Our villain, Chi-You, a ghostly Chinese sorcerer hell-bent on world domination, is kind of one dimensional and furthers an expected plot, but the writers are handling it with so much fun and amusement, it’s interesting in spite of itself. And that’s really the only negative thing I have to say.
If you’ve ever wondered what a Teenage Mutant Ninja Turtles/Ghostbusters team-up would be like, you won’t find a better answer than this. And kudos to writers Burnham and Tom Waltz, who keep every character’s personality alive and their own. Each character has a distinct personality and it never gets lost in the shuffle. This is going to be a really fun romp. If you’re not reading this, you’re seriously missing out.
Meet the detectives of the Gotham City Police Department’s 13th precinct. They investigate the things that go “bump” a little louder in the night.
I was honestly surprised by how good this book was. Aside from the Bat-titles, I largely remain unimpressed by anything coming out of DC these days. But this was so radical, I had to give it a shot. Plus, all of the Bat-titles are batting 1000. They’re just really good. Gotham by Midnight felt like a Hellblazer story without John Constantine. That said, there is a Constantine series currently at DC, and it’s being written splendidly by Ray Fawkes.
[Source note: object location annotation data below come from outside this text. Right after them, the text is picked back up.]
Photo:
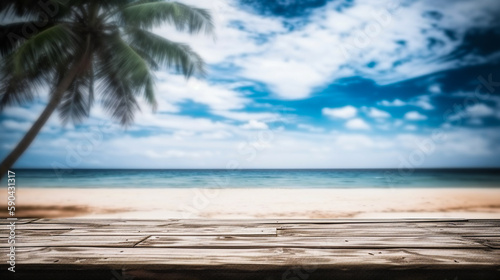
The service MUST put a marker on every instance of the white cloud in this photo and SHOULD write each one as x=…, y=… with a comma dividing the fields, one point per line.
x=253, y=124
x=423, y=102
x=14, y=125
x=479, y=110
x=394, y=103
x=435, y=88
x=346, y=112
x=415, y=116
x=311, y=128
x=357, y=124
x=410, y=127
x=376, y=113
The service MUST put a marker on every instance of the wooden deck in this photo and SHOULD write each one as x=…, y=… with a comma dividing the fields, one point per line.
x=253, y=249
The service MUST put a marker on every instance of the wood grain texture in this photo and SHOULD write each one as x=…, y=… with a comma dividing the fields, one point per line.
x=179, y=248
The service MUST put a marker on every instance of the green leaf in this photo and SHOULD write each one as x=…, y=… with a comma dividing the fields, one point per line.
x=167, y=53
x=54, y=44
x=148, y=14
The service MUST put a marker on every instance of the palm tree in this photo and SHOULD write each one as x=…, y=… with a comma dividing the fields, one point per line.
x=82, y=48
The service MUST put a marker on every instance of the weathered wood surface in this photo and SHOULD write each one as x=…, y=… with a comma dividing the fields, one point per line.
x=340, y=248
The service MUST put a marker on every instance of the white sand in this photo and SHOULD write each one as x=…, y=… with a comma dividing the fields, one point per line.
x=256, y=203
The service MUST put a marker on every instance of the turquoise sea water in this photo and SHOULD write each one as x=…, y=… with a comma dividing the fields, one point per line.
x=264, y=178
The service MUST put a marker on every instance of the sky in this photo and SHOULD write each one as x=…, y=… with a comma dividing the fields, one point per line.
x=305, y=84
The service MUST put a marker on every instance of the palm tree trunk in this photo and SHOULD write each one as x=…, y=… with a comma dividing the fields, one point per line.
x=40, y=122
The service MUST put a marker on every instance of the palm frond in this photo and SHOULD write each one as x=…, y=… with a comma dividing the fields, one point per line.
x=148, y=14
x=53, y=44
x=12, y=35
x=74, y=106
x=167, y=53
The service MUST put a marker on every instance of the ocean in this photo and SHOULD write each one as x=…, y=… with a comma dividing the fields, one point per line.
x=257, y=178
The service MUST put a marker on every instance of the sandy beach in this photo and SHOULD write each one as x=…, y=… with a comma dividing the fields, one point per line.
x=255, y=203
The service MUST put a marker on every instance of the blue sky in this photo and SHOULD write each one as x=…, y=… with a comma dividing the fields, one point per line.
x=306, y=84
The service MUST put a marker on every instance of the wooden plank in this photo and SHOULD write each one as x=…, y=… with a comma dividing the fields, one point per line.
x=308, y=242
x=36, y=232
x=252, y=259
x=18, y=221
x=73, y=241
x=386, y=231
x=198, y=231
x=311, y=221
x=490, y=241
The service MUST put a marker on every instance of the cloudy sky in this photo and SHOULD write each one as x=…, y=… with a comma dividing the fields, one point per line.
x=306, y=84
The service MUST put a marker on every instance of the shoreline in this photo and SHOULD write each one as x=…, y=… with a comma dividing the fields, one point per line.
x=260, y=203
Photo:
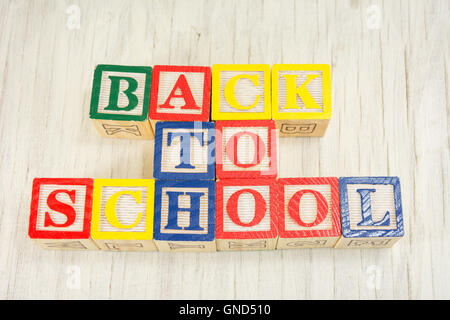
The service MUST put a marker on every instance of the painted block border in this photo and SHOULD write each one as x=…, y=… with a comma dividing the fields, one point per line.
x=204, y=116
x=94, y=114
x=42, y=234
x=346, y=231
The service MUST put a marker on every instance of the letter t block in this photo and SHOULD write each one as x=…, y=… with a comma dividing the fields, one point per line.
x=120, y=101
x=301, y=99
x=185, y=215
x=371, y=212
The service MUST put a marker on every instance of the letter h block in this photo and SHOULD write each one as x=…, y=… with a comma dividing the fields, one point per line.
x=60, y=215
x=185, y=215
x=120, y=101
x=184, y=151
x=246, y=149
x=180, y=93
x=246, y=217
x=301, y=99
x=371, y=212
x=122, y=214
x=240, y=92
x=308, y=213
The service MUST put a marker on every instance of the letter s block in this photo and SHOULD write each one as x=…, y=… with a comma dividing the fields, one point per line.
x=371, y=212
x=122, y=214
x=185, y=215
x=301, y=99
x=60, y=215
x=308, y=213
x=184, y=150
x=180, y=93
x=246, y=214
x=240, y=92
x=246, y=149
x=120, y=101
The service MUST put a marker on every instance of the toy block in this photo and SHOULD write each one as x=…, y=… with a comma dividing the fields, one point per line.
x=301, y=99
x=240, y=92
x=60, y=213
x=120, y=101
x=184, y=150
x=122, y=214
x=371, y=212
x=308, y=213
x=246, y=214
x=246, y=149
x=180, y=93
x=185, y=215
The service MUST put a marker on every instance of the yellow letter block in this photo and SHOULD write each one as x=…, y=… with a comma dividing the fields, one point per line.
x=301, y=99
x=122, y=214
x=240, y=92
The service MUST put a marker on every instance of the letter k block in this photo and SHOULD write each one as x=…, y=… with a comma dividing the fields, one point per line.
x=301, y=99
x=185, y=215
x=184, y=150
x=371, y=212
x=120, y=101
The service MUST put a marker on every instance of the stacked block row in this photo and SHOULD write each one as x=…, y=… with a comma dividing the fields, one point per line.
x=205, y=215
x=128, y=101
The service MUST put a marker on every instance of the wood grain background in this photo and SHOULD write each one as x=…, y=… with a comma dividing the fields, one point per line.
x=390, y=84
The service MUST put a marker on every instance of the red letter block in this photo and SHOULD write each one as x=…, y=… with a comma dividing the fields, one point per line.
x=180, y=93
x=308, y=212
x=60, y=215
x=246, y=149
x=246, y=214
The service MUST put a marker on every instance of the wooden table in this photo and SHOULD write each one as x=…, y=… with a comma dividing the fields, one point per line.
x=390, y=85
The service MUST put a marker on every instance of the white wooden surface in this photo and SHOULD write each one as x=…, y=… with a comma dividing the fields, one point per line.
x=390, y=79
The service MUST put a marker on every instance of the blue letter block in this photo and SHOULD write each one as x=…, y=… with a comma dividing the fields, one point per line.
x=184, y=151
x=371, y=212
Who, by the way, is also the writer for this brilliant piece of work I’m reviewing right now.
Without giving too much away, Gotham by Midnight is about the detectives at GCPD’s 13th precinct, led by Jim Corrigan, and their mission to investigate the supernatural. In this first issue, the detectives investigate two girls who may be possessed, and speak no known language. It has a Gotham Central vibe to it, and readers may stay away for fear that it sounds too gimmicky. But the first issue is a pretty solid police procedural with a small twist about halfway through.
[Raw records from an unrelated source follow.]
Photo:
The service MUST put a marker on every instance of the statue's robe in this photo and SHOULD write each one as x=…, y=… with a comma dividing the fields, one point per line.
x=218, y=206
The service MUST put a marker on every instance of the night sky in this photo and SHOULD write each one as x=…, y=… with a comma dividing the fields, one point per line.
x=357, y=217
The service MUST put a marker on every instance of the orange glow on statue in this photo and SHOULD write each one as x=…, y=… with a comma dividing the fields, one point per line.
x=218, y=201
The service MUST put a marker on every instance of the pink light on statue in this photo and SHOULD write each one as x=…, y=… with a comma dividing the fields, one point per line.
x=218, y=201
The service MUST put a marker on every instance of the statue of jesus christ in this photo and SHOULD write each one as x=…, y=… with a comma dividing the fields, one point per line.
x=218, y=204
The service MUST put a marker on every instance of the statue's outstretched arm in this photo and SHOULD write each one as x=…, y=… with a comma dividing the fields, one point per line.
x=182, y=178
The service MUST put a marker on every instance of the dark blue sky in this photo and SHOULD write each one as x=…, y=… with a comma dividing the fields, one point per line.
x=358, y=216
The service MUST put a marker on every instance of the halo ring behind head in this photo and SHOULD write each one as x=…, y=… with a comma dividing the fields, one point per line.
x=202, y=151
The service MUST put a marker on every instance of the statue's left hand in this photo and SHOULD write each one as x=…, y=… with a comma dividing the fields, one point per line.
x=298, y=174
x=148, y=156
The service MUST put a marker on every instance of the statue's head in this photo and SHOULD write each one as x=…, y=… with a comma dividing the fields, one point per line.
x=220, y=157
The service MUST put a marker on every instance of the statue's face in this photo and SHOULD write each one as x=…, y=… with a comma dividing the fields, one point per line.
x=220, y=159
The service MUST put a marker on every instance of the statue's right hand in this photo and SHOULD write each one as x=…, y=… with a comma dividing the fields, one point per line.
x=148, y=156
Now, if you’re like me, the only reason you’re even going to pick up this book is because of Ben Templesmith’s art. Templesmith puts down some solid creepy artwork that cements itself in your mind’s eye long after you’ve put the book down after that final eerie page, and he and Fawkes go together on this like bacon and eggs. Peanut butter and jelly. Pancakes and syrup. Phineas and Ferb.
This was another great book this week. Fawkes and Templesmith introduce us to a different, scarier Gotham. I’m game.
And this concludes Four-Color Bullet this week. After a brief hiatus and a schedule change, your favorite comic book review column will be back on Thursdays, same Bat-time, same Bat-channel.